There are those who call themselves internationalists and believe that this requires them to disavow and indeed vilify any kind nationalism. They feel obliged to trash anything and everything that affirms smaller political units than the ‘globe’.  They dismiss the idea of ‘nation’ since this is seen as a stumbling block towards the border-erasure that is considered a necessary precondition for Utopic-creation.

There is a way in which the embrace of the larger unit is both convenient and irresponsible. It can also be an excuse for sloth, for not doing that which needs to be done right now, right here at home.  

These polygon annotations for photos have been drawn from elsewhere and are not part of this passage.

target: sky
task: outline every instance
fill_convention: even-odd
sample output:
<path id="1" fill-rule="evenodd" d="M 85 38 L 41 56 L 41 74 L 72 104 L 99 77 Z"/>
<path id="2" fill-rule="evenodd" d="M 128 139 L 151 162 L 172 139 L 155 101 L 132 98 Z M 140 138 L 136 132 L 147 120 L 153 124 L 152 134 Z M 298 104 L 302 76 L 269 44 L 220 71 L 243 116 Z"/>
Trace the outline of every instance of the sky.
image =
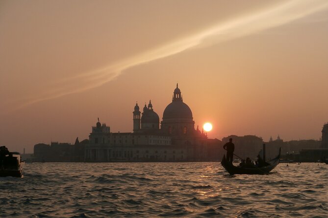
<path id="1" fill-rule="evenodd" d="M 328 1 L 0 0 L 0 145 L 131 132 L 178 83 L 211 138 L 319 140 L 328 122 Z"/>

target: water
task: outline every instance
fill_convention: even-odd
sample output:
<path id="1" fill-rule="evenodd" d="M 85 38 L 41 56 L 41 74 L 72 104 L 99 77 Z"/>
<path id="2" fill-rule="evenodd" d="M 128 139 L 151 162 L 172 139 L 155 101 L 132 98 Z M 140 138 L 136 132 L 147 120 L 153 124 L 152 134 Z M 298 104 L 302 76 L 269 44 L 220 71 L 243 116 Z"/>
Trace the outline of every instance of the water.
<path id="1" fill-rule="evenodd" d="M 0 178 L 0 216 L 328 217 L 328 165 L 230 176 L 218 162 L 45 163 Z"/>

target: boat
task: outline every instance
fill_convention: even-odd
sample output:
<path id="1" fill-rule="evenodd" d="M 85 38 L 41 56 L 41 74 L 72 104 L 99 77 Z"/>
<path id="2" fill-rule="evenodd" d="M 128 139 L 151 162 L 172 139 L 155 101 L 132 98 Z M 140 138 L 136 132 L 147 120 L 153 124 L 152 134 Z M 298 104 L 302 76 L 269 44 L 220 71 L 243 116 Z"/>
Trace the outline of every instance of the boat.
<path id="1" fill-rule="evenodd" d="M 22 159 L 19 153 L 10 153 L 0 159 L 0 176 L 21 177 L 25 162 Z"/>
<path id="2" fill-rule="evenodd" d="M 266 166 L 256 167 L 240 167 L 234 166 L 232 163 L 228 161 L 226 158 L 226 155 L 223 156 L 221 161 L 221 165 L 231 175 L 234 174 L 268 174 L 278 164 L 280 160 L 281 149 L 279 150 L 279 154 L 274 159 L 268 161 L 266 161 L 268 164 Z"/>

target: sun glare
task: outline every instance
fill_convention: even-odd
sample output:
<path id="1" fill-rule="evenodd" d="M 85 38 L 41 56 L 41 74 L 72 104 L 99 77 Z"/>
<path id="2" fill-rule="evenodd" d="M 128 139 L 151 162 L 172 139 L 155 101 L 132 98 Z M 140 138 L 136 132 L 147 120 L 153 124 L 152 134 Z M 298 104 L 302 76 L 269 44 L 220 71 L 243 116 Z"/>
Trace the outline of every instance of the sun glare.
<path id="1" fill-rule="evenodd" d="M 212 130 L 212 124 L 209 123 L 206 123 L 203 126 L 204 130 L 206 131 L 209 131 Z"/>

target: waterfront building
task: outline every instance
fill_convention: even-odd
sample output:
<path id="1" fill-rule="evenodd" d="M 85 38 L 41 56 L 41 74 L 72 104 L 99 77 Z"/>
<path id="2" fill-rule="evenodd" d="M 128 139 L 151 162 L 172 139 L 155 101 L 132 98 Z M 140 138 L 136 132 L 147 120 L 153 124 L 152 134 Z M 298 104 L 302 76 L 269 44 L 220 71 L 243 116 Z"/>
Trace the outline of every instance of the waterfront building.
<path id="1" fill-rule="evenodd" d="M 328 149 L 328 123 L 324 125 L 322 132 L 321 147 L 323 149 Z"/>
<path id="2" fill-rule="evenodd" d="M 142 113 L 136 104 L 132 114 L 131 132 L 111 132 L 109 127 L 98 121 L 96 126 L 92 127 L 90 143 L 85 146 L 85 161 L 186 161 L 208 159 L 207 135 L 201 131 L 198 126 L 195 129 L 192 112 L 183 102 L 177 84 L 173 92 L 172 102 L 165 108 L 160 123 L 151 101 L 148 106 L 145 105 Z"/>

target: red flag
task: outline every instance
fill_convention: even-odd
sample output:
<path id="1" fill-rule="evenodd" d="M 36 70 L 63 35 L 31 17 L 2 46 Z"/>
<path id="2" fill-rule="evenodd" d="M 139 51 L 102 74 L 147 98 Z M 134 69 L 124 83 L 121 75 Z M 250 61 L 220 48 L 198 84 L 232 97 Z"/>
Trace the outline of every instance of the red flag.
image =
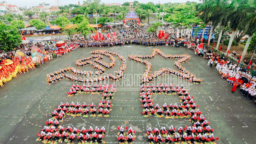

Where does internationalism begin?  Does it begin and exist and die in the largest metropolis, in the all-nations-represented forum, a cyberspace facility that celebrates diversity, in a political tract, a song, beautiful words, a same-time storming of barricades real and imagined in every major city in the world, in an armchair, a dream, a thought-process, a painting, a twirl of smoke or the aftermath of inter-racial love-making?  

I thought it might be useful to start at the other end of the stick.  No, not ‘nation’, but smaller units therein.  ‘Self’, for example. Here’s a train of thought:

Do we know who we are?  And if not, can we claim to know members of our family? If we can’t figure out those who share our households, can we claim to know our neighbours? If we don’t know our neighbours, what of our community, the village, the city, district, province, nation and the world?  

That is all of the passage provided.